Auf den neuen Präsidenten wartet einige Arbeit. Die Staatsfinanzen Frankreichs sind strapaziert. Die Schulden der öffentlichen Hand sind gemessen an der Wirtschaftsleistung zu hoch und machen fast 100 Prozent der jährlichen Wirtschaftsleistung des Landes aus. Außerdem wächst Frankreichs Wirtschaft zu langsam. Statt der 1 Prozent für den Durchschnitt seit 2011 sollten es eher 1,5 bis 2 Prozent sein, zumal Frankreichs Bevölkerung pro Jahr etwa 0,5 Prozent zunimmt.
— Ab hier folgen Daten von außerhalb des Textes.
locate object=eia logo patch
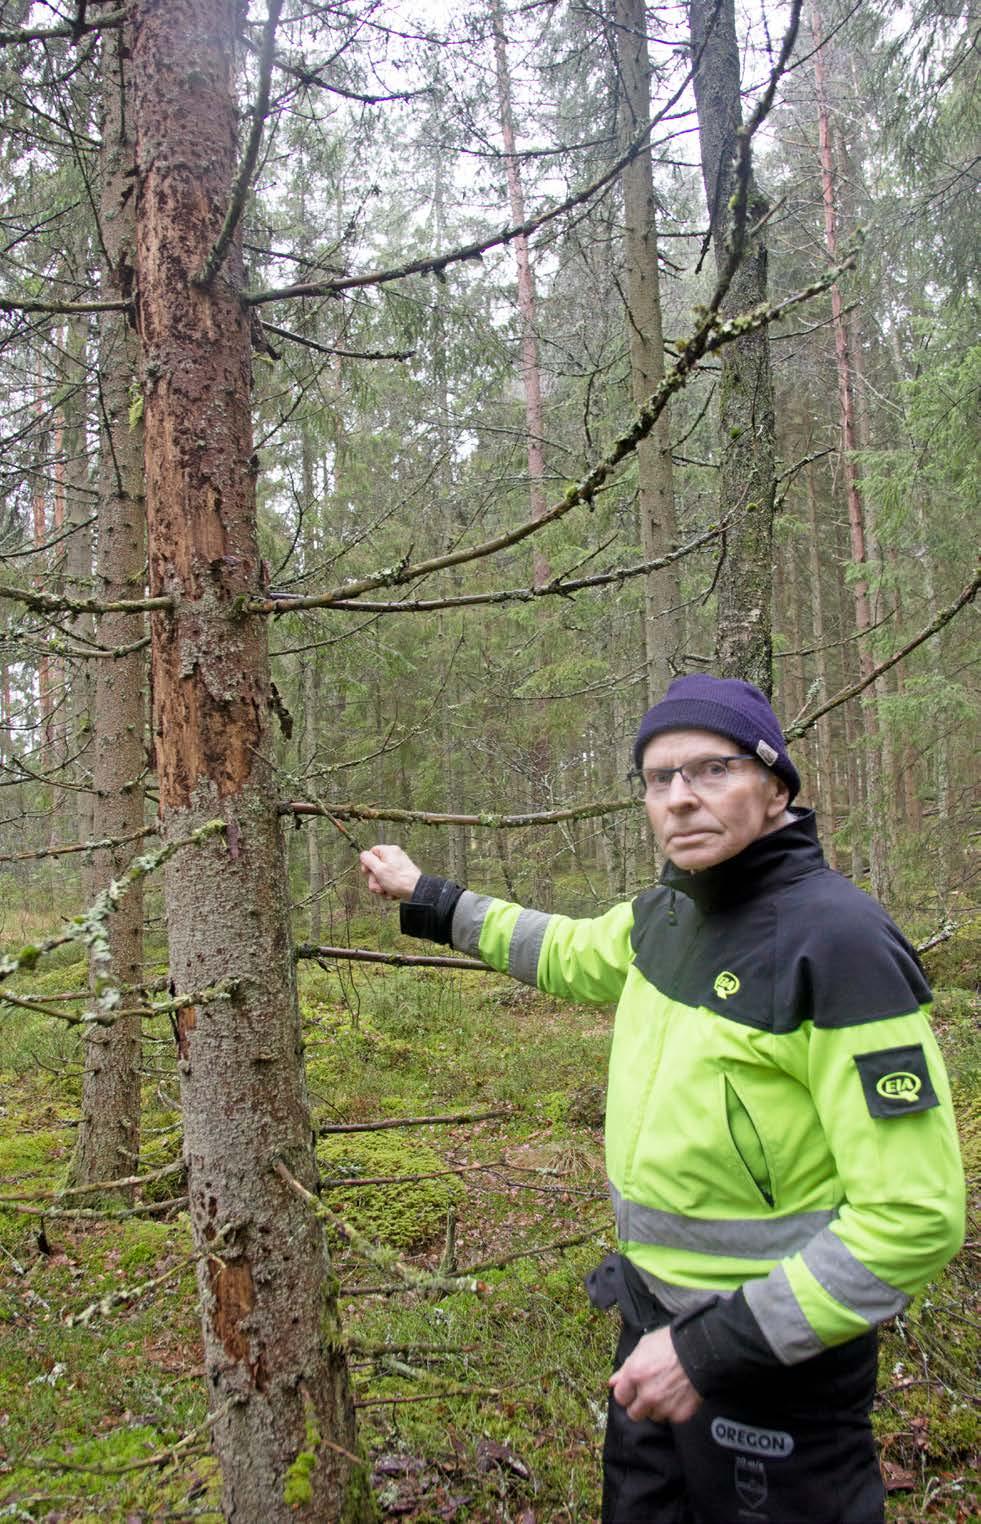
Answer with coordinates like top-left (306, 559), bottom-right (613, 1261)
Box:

Schnelleres Wirtschaftswachstum würde helfen, die hohe Arbeitslosenquote von über 9 Prozent (bei Jugendlichen unter 25 Jahren sind es sogar 23 Prozent) zu senken. Zunächst aber muss man abwarten, ob Emmanuel Macron nach den Wahlen zur Nationalversammlung am 11. und 18. Juni eine mehrheitsfähige Koalition schmieden kann. Da er sich sowohl bei den gemäßigten Linken als auch im bürgerlichen Lager innerhalb kurzer Zeit Anerkennung verschafft hat (sowohl sein Amtsvorgänger Hollande als auch der bürgerliche Kandidat Fillon empfahlen ihn für die Stichwahl), sind entsprechende Erwartungen begründet. Wenn er den Rückenwind aus der Stichwahl nutzen kann, gerät nach ersten Umfragen sogar eine parlamentarische Mehrheit in Reichweite. Dagegen sprechen unseres Erachtens die relativ geringe Wahlbeteiligung von 75 Prozent an der Stichwahl und die hohe Quote ungültiger Voten von mehr als 10 Prozent der abgegebenen Stimmzettel. Macron wurde keineswegs von einer Woge der Sympathie ins Amt getragen, sondern galt vielen Wählern als geringeres Übel.
Kein Erfolg auf ganzer Linie
Aus der europäischen Perspektive betrachtet ist die Wahl Macrons zwar erfreulich, aber keineswegs ein voller Erfolg. Sie vollzog sich vor dem Niedergang der einstmals dominierenden Sozialisten und der Republikaner, die sich vormals in der Präsidentschaft des Landes abgewechselt haben. Parallelen zu Österreich sind unverkennbar. Zudem sind im französischen Wahlkampf anti-deutsche Ressentiments salonfähig geworden. Nicht nur die Kandidaten beider Extreme, Mélenchon und Le Pen, schlugen in diese Kerbe. Auch Macron selbst kritisierte etwa den deutschen Überschuss im Außenhandel mit Frankreich (2016 waren es 35 Milliarden Euro).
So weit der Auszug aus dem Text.